L’inizio è da brividi: Clásico al Camp Nou in Copa del Rey, gara d’andata delle semifinali di un torneo che in questi anni è stato maledetto per il Madrid, tanto che nemmeno l’era Zidane è riuscita a portare nella bacheca la coppa dedicata a Sua Maestà.

Forse ancora senza Messi, ma pur sempre una trasferta in casa del Barça, tutt’altro che un bel ricordo visto che l’ultima volta la patita si è chiusa sul 5-1 ed è costata la panchina a Lopetegui.

Poi tempo di arrivare al sabato e il Clásico si trasforma in Derbi: le due rivalità più sentite in pochi giorni con l’obiettivo di uscire virtualmente da due delle tre competizioni in cui il Real Madrid è impegnato.

La terza, quella più difficile e importante, si giocherà il mercoledì successivo ad Amsterdam contro l’Ajax. Sulla carta la più facile e la meno sentita delle tre super sfide, ma attenzione a sottovalutare un impegno di Champions League soprattutto con una squadra con un curriculum come quello degli olandesi.

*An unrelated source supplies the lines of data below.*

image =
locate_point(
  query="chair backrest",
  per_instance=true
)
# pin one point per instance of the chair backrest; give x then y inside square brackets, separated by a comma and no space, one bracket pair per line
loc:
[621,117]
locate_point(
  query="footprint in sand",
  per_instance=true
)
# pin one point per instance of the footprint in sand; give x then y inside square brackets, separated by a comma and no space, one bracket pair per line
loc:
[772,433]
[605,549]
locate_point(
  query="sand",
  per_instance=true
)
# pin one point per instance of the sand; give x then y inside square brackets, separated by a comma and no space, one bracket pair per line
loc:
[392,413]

Il vero Real in questa stagione di fatto non si è visto e forse c’è bisogno di grandi sfide come queste per poter dare gli stimoli giusti a una rosa che ha vinto tutto e che per metà stagione ha sonnecchiato. Ultimamente i primi segnali di risveglio sono arrivati ma adesso arrivano le partite che contano, quelle che cambiano le sorti della stagione.